9. Hukuk Dairesi 2015/26765 E. , 2015/31490 K.
"İçtihat Metni"MAHKEMESİ : BAKIRKÖY 13. İŞ MAHKEMESİ
TARİHİ : 09/07/2015
NUMARASI : 2014/350-2015/318
Y A R G I T A Y K A R A R I
A) Davacı İsteminin Özeti:
Davacı vekili özetle; müvekkilinin davalıya ait işyerinde 01/09/2004 tarihinden 22/07/2005 tarihine kadar ve 19/02/2013 tarihinden 22/07/2014 tarihine kadar iki dönem halinde saç dilim ustası olarak çalıştığını, iş akdinin davalı tarafından haksız ve ihbarsız olarak feshedildiğini iddia ederek; kıdem tazminatı, ihbar tazminatı, yıllık izin ücreti, fazla çalışma ücreti, genel tatil ücreti, ücret alacağı ve asgari geçim indirimi alacaklarının faiziyle birlikte davalıdan tahsilini talep ve dava etmiştir.
B) Davalı Cevabının Özeti:
Davalı vekili davaya karşı süresinde bir cevap vermeyip, ıslaha ve bilirkişi raporuna itiraz dilekçesinde, hesap raporunun dosya kapsamına aykırı ve isabetsiz değerlendirmeler içerdiğini, davacının ıslah dilekçesi ile talep ettiği hak ve alacakları da kabul etmediklerini, davacının ıslah dilekçesi ile ileri sürdüğü hak ve alacaklarının zamanaşımına uğradığını, dosyaya sunulan ücret bordrolarının davacının imzasını taşıdığını, davacının buna itiraz etmediğini, davacının dava dilekçesinde talep edilen ve bilirkişi raporunda hesaplanan tüm hak ve alacaklarının bordroda yazılı ücretten hesaplanması gerektiğini savunarak, davanın reddine karar verilmesini talep etmiştir.

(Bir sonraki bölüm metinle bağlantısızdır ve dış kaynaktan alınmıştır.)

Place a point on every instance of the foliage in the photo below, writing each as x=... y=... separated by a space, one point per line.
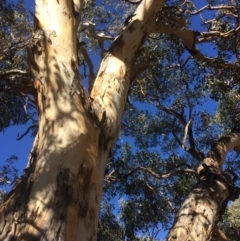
x=14 y=33
x=176 y=109
x=8 y=176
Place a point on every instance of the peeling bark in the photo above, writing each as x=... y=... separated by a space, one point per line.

C) Yerel Mahkeme Kararının Özeti:
Mahkemece, toplanan kanıtlar ve bilirkişi raporuna dayanılarak; davanın kısmen kabulüne karar verilmiştir.
D) Temyiz:
Kararı, davalı temyiz etmiştir.
E) Gerekçe:
1-Dosyadaki yazılara, toplanan delillere kararın dayandığı kanuni gerektirici sebeplere göre, davalının aşağıdaki bendin kapsamı dışında kalan temyiz itirazları yerinde değildir
2-Zamanaşımı, alacak hakkının belli bir süre kullanılmaması yüzünden dava edilebilme niteliğinden yoksun kalabilmesini ifade eder. Bu tanımdan da anlaşılacağı üzere zamanaşımı, alacak hakkını sona erdirmeyip sadece onu "eksik bir borç" haline dönüştürür ve "alacağın dava edilebilme özelliği"ni ortadan kaldırır. Bu itibarla zamanaşımı savunması ileri sürüldüğünde, eğer savunma gerçekleşirse hakkın dava edilebilme niteliği ortadan kalkacağından, artık mahkemenin işin esasına girip onu da incelemesi mümkün değildir.

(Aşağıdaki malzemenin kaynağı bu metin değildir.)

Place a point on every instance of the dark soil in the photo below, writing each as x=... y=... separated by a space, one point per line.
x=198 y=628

Kısmi davada ise zamanaşımı yalnızca dava edilen kısım kesilir. Henüz açılmayan (saklı tutulan) ve daha sonra ıslahla arttırılan bölüm için zamanaşımı işlemeye devam eder. Ancak kısmi davadaki miktar, kısmi davanın açıldığı dava tarihine göre geriye doğru belirlenen zamanaşımı süresini kapsar. Bakiye alacak talep edildiği tarihe göre, geriye doğru zamanaşımı süresi içinde kalıyor ise zamanaşımına uğramadığı kabul edilmelidir. Kısaca kısmi davadaki alacak miktarı belirlendiği tarihten itibaren öncelikle ileriye doğru gerçekleşen alacak için mahsup edilmeli, bakiye alacak ise ondan sonraki süreyi kapsamalıdır. İlk kısmi davada belirlenen alacak mahsup edildikten sonra bakiyenin talep edildiği tarihten geriye doğru zamanaşımı süresi içinde kalan alacak, alacaklı lehine hüküm altına alınmalıdır.

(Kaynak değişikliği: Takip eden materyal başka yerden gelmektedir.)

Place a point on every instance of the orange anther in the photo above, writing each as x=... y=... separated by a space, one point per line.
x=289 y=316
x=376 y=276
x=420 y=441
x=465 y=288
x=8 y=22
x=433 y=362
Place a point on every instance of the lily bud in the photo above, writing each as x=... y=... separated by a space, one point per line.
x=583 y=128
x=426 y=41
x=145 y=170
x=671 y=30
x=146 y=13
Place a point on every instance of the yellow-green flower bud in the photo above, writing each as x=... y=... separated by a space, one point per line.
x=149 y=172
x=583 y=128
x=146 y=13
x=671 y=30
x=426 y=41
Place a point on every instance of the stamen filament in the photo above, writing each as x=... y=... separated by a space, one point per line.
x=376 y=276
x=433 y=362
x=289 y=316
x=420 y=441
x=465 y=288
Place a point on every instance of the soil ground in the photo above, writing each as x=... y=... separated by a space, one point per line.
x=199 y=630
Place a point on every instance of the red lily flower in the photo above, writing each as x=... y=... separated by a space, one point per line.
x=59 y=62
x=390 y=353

Somut olayda; davalı vekili davaya karşı süresinde zamanaşımı def"inde bulunmamıştır. Verilmeyen cevap dilekçesinin ıslahından da söz edilemez.Ancak dava mahkemece kısmi dava olarak yürütülüp karar verildiğinden ve davacı tarafça da bu husus temyiz edilmediğinden, davalı vekilinin kısmi davada ıslaha karşı süresinde yaptığı zamanaşımı defi değerlendirilmeden karar verilmesi hatalıdır.
3-Hükmedilen miktarların net mi yoksa brüt mü olduğunun, hükümde belirtilmemesinin infazda tereddüte yol açacağının düşünülmemesi de hatalı olup, bozmayı gerektirmiştir.
F)Sonuç:
Temyiz olunan kararın, yukarıda yazılı sebeplerden dolayı BOZULMASINA, peşin alınan temyiz harcının istek halinde ilgiliye iadesine, 05.11.2015 tarihinde oybirliğiyle karar verildi.